Je serais donc moins critique que John Ernest à son endroit : si Brown n’est certes pas un « historien professionnel », il cherche bien à appliquer les méthodes des professionnels dans ses propres ouvrages. En écrivant l’histoire des Africains-Américains, il s’efforce de combler ce qui lui apparaît, non seulement comme une injustice, mais également comme un manque historiographique, une motivation déjà perceptible chez son contemporain W. C. Nell 36. Il adopte ainsi une démarche « scientifique » au sens où son travail veut compléter la connaissance historique déjà disponible. Un historien « noir » respecte les règles d’une science historique « objective » qui s’établit alors au sein des universités de recherche 37. On doit donc noter le caractère double du travail historique de l’ancien esclave : le souci méthodologique qui l’anime annonce les efforts de George Washington Williams, puis de l’école historique que Carter G. Woodson construit à partir de 1915 et du lancement du Journal of Negro History. S’amorce avec lui (et Nell) une tradition d’objectivité de l’histoire africaine-américaine qui s’épanouit avec John Hope Franklin après la Seconde Guerre mondiale : certes, pour reprendre (et détourner) une expression de John Ernest, Brown n’est qu’un « historien de transition », un autodidacte qui apprend progressivement son nouveau métier. En parallèle de ce souci méthodologique, Brown reste toujours militant, mais ces deux engagements (scientifique, politique) sont tout à fait compatibles. Comme le dira le collectionneur africain-américain Arthur Schomburg en 1925 :

Bien sûr une motivation raciale demeure — légitimement compatible avec la méthode et l’objectif scientifiques 38.

On pourrait même aller plus loin : cette double ambition (scientifique, politique) permet à Brown de révolutionner les bornes et les thèmes du récit historique tel qu’on le conçoit alors dans le monde euro-américain. En s’efforçant toujours de relier l’histoire des Noirs américains à celle des Noirs caribéens (par le biais de l’histoire haïtienne surtout), tout en glorifiant les origines africaines antiques des esclaves, Brown ouvre son récit à une histoire globale, une histoire-monde, un mode d’écriture qui permet aux Africains-Américains de renverser les problématiques et hiérarchies du passé et distingue les historiens noirs américains des historiens nationalistes euro-américains du XIXe siècle. Un « historien noir », ce n’est pas simplement avec Brown un historien qui critique une histoire blanche raciste, c’est également un historien dont le regard porte loin, au-delà des frontières des États-Unis. Avec lui, et d’une autre façon qu’avec Frederick Douglass, apparaît un des premiers « intellectuels » noirs et non pas seulement un « historien noir ».

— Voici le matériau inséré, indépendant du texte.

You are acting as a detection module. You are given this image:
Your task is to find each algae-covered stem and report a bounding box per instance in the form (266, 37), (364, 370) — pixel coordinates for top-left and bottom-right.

Les premiers ouvrages de Brown

Le premier texte historique que publie Brown est une histoire de la révolution haïtienne St. Domingo : Its Revolutions and Its Patriots (Boston : 1855), texte de 36 pages qui s’appuie sur une conférence prononcée en 1854, à Londres puis à Philadelphie. Comme l’explique Stephen G. Hall, la Révolution haïtienne, comme la Guerre d’indépendance américaine, est un des tropes principaux de l’histoire africaine-américaine de cette période, et de la vie intellectuelle noire plus généralement : puisque l’une comme l’autre permettent de mettre en valeur l’agentivité de rebelles ou de soldats noirs 39. Brown dit choisir ce sujet car selon lui, aucun historien n’a encore rendu justice à la Révolution haïtienne et à ses héros — c’est évidemment faux car d’Haïti ou d’Angleterre proviennent déjà de nombreux récits valorisant cette Révolution, je ne développerai pas ce point. Mais en insistant sur l’importance d’une histoire d’Haïti écrite par des Noirs américains, Brown va nécessairement permettre une « ré-écriture » de l’histoire des États-Unis au prisme de la diaspora noire des Amériques 40. Dans ce texte, Brown oppose en un saisissant contraste Napoléon->https://fr.wikipedia.org/wiki/Napol%C3%A9on_Ier] et Toussaint Louverture, mettant au jour avec plus d’un siècle d’avance le côté sombre de la geste noire napoléonienne qui n’émerge qu’aujourd’hui pleinement en France 41 :

Toussaint combattit pour la liberté ; Napoléon combattit pour lui-même. Toussaint acquit sa renommée en menant une race opprimée et blessée jusqu’au succès et au rétablissement de leurs droits ; Napoléon se fit un nom et acquit un sceptre en supplantant la liberté et en détruisant les nationalités... 42.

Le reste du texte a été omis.